Tuesday, October 10, 2006

Careful little parameters


I had to laugh when re-reading yesterday's post. I now see my thinly disguised rage at the hospital system dripping psychological name calling and topped with sugary nice words. I guess I can be forgiven for some anger.

Meanwhile, I just finished "Leaving Church" by Barbara Brown Taylor. Since I left church almost two years ago, after many many years of dutiful attendance followed by many more as a "pillar" of the church, I was curious to read her story. She writes beautifully-at times achingly so. Her story is not mine. Her reasons for leaving church are not mine either, but there are familiar stories of too much frenetic church activity and too many demands for one human to endure. Later she speaks eloquently about seeing God at work outside the safe walls of the church.

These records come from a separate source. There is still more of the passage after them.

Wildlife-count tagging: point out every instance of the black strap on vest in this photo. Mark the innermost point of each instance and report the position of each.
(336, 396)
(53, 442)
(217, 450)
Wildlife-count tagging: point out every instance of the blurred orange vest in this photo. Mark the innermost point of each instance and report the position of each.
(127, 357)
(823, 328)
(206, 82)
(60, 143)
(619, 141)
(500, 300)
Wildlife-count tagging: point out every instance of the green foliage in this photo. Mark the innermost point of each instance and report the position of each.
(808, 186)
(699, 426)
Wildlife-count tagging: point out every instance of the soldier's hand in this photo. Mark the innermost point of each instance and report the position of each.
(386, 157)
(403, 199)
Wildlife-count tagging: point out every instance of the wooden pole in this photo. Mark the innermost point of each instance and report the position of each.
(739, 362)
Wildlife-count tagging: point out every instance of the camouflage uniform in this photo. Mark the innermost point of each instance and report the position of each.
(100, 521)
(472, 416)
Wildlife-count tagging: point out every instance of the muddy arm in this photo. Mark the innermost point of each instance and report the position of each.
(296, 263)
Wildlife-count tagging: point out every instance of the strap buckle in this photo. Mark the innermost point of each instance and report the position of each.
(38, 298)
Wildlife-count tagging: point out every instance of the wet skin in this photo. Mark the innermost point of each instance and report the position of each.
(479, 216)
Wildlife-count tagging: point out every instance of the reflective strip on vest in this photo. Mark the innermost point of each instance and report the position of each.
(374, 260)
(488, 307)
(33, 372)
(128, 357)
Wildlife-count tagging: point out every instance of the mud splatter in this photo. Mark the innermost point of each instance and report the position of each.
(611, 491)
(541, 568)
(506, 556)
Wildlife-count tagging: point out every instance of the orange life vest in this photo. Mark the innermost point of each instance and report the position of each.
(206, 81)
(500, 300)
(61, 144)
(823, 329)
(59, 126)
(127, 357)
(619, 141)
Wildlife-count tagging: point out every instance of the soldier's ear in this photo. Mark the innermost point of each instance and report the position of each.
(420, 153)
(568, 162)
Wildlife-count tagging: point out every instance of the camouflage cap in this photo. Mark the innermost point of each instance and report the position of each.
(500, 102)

Many years ago, I described myself as living within careful little parameters. Little by little, I found them to be flimsy cardboard parameters which I could knock down or step over with ease. But before they fell, they gave the illusion of being huge, permanent and insurmountable. Over time, the parameters which had both defined me and restricted me have been systematically demolished.

The institutional church for me was the last careful little parameter to fall. I have traveled from denomination to denomination and each one sooner or later became another prison to me. Although I am thankful for what I learned from each faith community, ultimately I learned the same thing: "you don't belong here". And I would move on. When I left the last church, it was very hard because I knew I would not be going to the warm welcome of another church home. I would be homeless and live on the edge of the map as Barbara Brown Taylor describes this place. The surprising thing has been my faith is still strong, although at times I sorely miss having a faith family and a faith identity. But that lack of identity removes a potential barrier between me and my patients. I am less of a threat to anyone who has been badly hurt by religion, to the non-Christian or to the unbeliever. I am also familiar with the parlance of many Christian traditions. For example, I can use a Catholic frame of reference to teach a former nun or a conservative Christian one to treat a Southern Baptist. The institution of the church formed me from birth. I am who I am, in great part, because of it. But the warnings Jesus gave to the religious folks of his time are still pertinent today and I've learned that The Way does not always stay with the careful little parameters of the institutional church.